Hell, you can also have fun with the process, trying what it might be like to take the story in different directions.

One thing I love as much as I hate editing is the stories of D.M. Cornish. His Monster Blood Tattoo series has reminded me of the childlike joy of reading. They take you to a strange world, give you a map, and lets you go along with the main character for one great ride.

The first book, Foundling, was great. Lamplighter was hands down, better.

To make the whole deal cooler, Mr Cornish is online, blogs regularly, talks and listens to fans. You get to see the process of what it takes to write a great book, step at a time. You also learn to appreciate that the editing process is the largest part of writing a book. Mr Cornish wrote the third of the MBT series rather quickly. He’s stil editing.

However, the thing I want to show you today is from Lamplighter. Here, he shows us the various drafts of the novel. It’s the first two pages, through first draft, all the way through to the finished product, and I think there’s a valuable lesson to learn, just looking at the process.

Gods, I wish editing were quick. Then I’d know what happens to Rossamund next!


5 thoughts on “That hideous thing called editing

  1. Oh man.
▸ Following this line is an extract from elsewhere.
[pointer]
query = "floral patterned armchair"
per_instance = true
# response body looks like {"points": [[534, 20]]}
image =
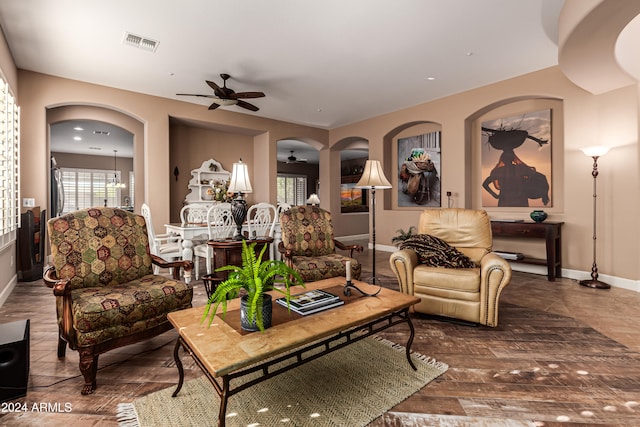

I LOVE editing. It’s the point where you can start seeing true gold emerging from heaps of crap, and where all the bits that seemed so laborious in the first draft suddenly become clear and obvious.

    Plus you can do editing on a tram without a laptop, which is double-plus good.

  2. lol yeah thats a bit costly, I probably wouldn’t edit either if it cost me that much!
    There is definitely value in editing, and I think the more you do it, the more you can find things to love about it. Am REALLY excited to get into editing Lifelines once this first draft of TCM is done 🙂

  3. I’m trying to learn the art of editing, since everything I write seems like gold (until I read it a year later when it’s like lead…does it decay?)
    What’s been helping me the most is harsh critiques. I learn a ton from those and really begin to see my weaknesses.